But in any case, I digress. Vera quickly grew on me, from my first step in the door. The small, intimate scene, complete with booths flanking the right, bar flanking the left, and cheese bar just behind it, evoked a sense of neighborhood right away. Destination diners and locals alike are sure to feel the hospitality, and few other places can you find the Executive Chef out in full sight the entire evening, talking with line cooks, servers, and patrons alike.
And the food. The food was made with love; rich, rich love. The bread and trio of butters delectable and sinful, the foie gras even smoother and creamier than the butter if that's possible. And the lamb chorizo? Order it. I know, I know, I must be on a lamb kick (reference here), but I don't think I could come back and pass this dish up. Next time I will also be trying the brussels sprouts with Iberico ham, and pork belly with persimmon salad. See, what did I tell you? Rich love.

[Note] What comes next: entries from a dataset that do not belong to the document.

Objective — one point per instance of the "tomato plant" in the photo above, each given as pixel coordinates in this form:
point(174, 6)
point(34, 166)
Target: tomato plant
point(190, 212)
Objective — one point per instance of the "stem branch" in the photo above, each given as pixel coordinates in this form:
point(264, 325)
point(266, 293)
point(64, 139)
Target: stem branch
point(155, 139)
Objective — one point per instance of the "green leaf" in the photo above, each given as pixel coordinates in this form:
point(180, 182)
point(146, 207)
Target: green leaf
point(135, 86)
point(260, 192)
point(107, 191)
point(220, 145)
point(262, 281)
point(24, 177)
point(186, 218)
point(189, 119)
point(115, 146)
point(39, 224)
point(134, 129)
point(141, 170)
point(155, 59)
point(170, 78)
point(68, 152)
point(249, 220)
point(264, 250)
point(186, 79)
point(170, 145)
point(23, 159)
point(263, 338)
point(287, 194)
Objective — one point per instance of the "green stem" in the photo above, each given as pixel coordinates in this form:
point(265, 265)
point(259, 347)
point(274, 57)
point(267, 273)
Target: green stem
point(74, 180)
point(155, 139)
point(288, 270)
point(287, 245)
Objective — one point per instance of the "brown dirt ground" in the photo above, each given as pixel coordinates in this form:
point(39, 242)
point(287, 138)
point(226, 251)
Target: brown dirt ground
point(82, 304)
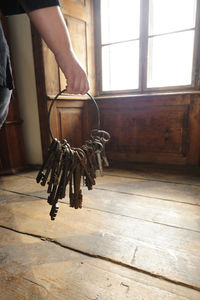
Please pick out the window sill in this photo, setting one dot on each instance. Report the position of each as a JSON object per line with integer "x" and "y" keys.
{"x": 152, "y": 94}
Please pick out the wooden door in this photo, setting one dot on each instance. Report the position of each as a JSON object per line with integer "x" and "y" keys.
{"x": 12, "y": 151}
{"x": 69, "y": 111}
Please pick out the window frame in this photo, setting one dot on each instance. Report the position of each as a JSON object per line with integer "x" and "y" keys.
{"x": 143, "y": 50}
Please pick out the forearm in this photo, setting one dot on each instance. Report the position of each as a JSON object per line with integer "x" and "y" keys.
{"x": 51, "y": 25}
{"x": 52, "y": 28}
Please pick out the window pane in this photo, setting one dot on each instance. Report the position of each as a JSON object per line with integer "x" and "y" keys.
{"x": 120, "y": 66}
{"x": 120, "y": 20}
{"x": 170, "y": 59}
{"x": 171, "y": 15}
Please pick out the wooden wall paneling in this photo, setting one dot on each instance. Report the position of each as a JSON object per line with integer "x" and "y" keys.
{"x": 194, "y": 131}
{"x": 12, "y": 150}
{"x": 156, "y": 129}
{"x": 68, "y": 114}
{"x": 79, "y": 19}
{"x": 41, "y": 83}
{"x": 67, "y": 121}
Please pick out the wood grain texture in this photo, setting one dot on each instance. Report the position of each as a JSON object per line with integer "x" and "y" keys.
{"x": 160, "y": 237}
{"x": 117, "y": 231}
{"x": 52, "y": 272}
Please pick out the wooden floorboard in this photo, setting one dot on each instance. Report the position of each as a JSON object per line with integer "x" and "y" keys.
{"x": 34, "y": 269}
{"x": 138, "y": 224}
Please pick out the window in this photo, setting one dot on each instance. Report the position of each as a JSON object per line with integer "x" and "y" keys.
{"x": 147, "y": 44}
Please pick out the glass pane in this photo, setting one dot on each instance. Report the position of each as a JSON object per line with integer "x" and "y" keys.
{"x": 120, "y": 20}
{"x": 120, "y": 66}
{"x": 170, "y": 59}
{"x": 171, "y": 15}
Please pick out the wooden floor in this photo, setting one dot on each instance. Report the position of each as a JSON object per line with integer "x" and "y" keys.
{"x": 137, "y": 237}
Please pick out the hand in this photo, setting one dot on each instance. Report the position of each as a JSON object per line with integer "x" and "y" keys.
{"x": 77, "y": 82}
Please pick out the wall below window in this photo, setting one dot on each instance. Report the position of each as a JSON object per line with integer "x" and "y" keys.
{"x": 152, "y": 129}
{"x": 22, "y": 56}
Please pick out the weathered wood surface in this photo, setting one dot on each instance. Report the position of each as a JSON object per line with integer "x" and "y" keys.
{"x": 34, "y": 269}
{"x": 160, "y": 237}
{"x": 165, "y": 251}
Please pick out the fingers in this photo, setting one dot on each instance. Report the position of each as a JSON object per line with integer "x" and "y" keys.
{"x": 77, "y": 84}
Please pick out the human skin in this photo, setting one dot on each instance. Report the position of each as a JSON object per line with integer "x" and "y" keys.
{"x": 51, "y": 25}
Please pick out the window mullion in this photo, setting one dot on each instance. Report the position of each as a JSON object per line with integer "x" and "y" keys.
{"x": 143, "y": 43}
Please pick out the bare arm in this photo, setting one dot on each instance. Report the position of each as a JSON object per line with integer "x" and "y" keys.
{"x": 52, "y": 28}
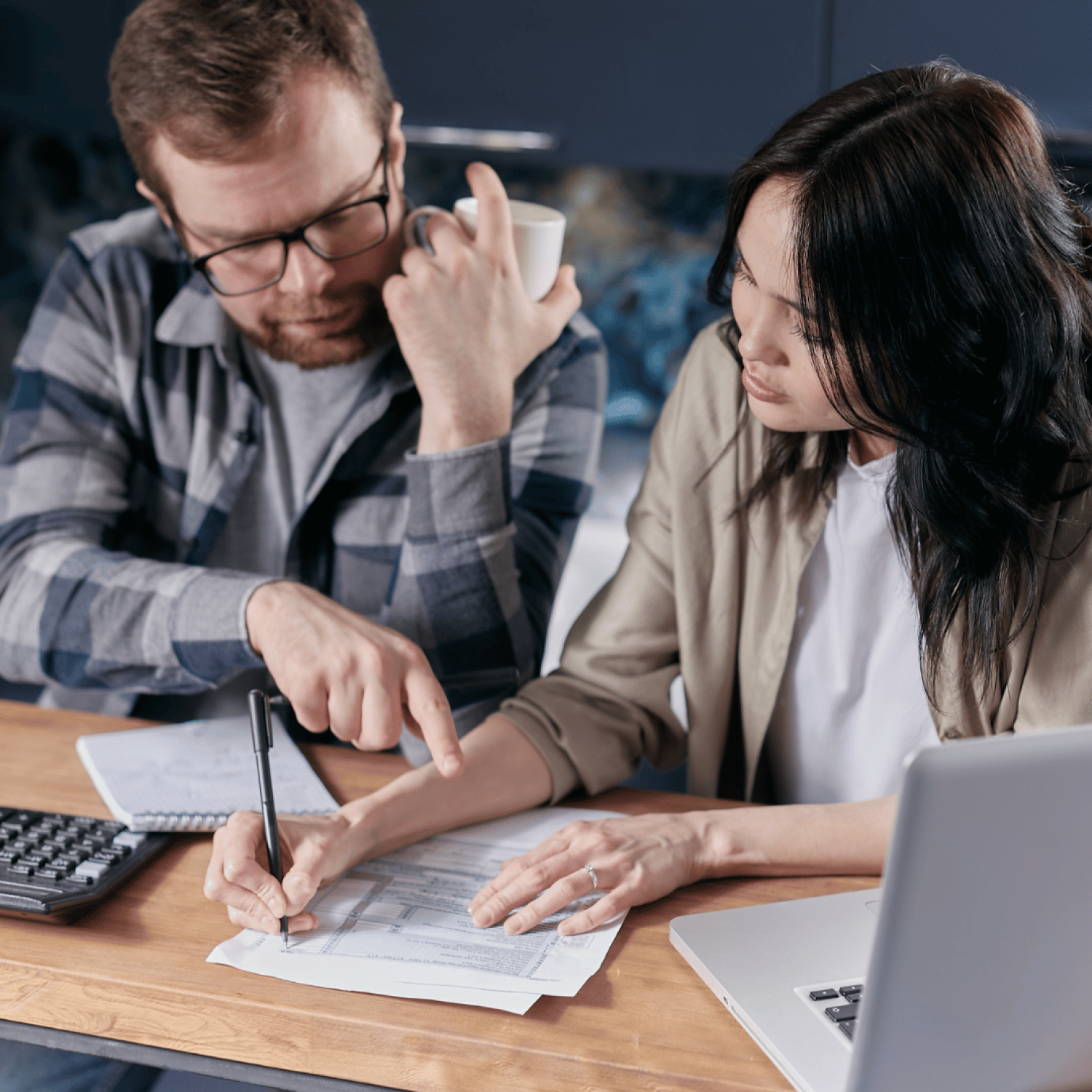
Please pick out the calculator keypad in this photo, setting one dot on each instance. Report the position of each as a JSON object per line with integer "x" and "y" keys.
{"x": 54, "y": 865}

Not to mention the sherry and wine selection. Both the husband and I tried a glass of Spanish sherry evoking hazelnuts that was just amazing. I then stuck with red wines, and tried both a glass of Tempranillo and Cab that were both complex in flavor and really, really good.
I see a section on their website labeled "Classes", with the byline "Coming Soon." Please, Chef Mendez, let me know when this happens. I'll be the first person signed up.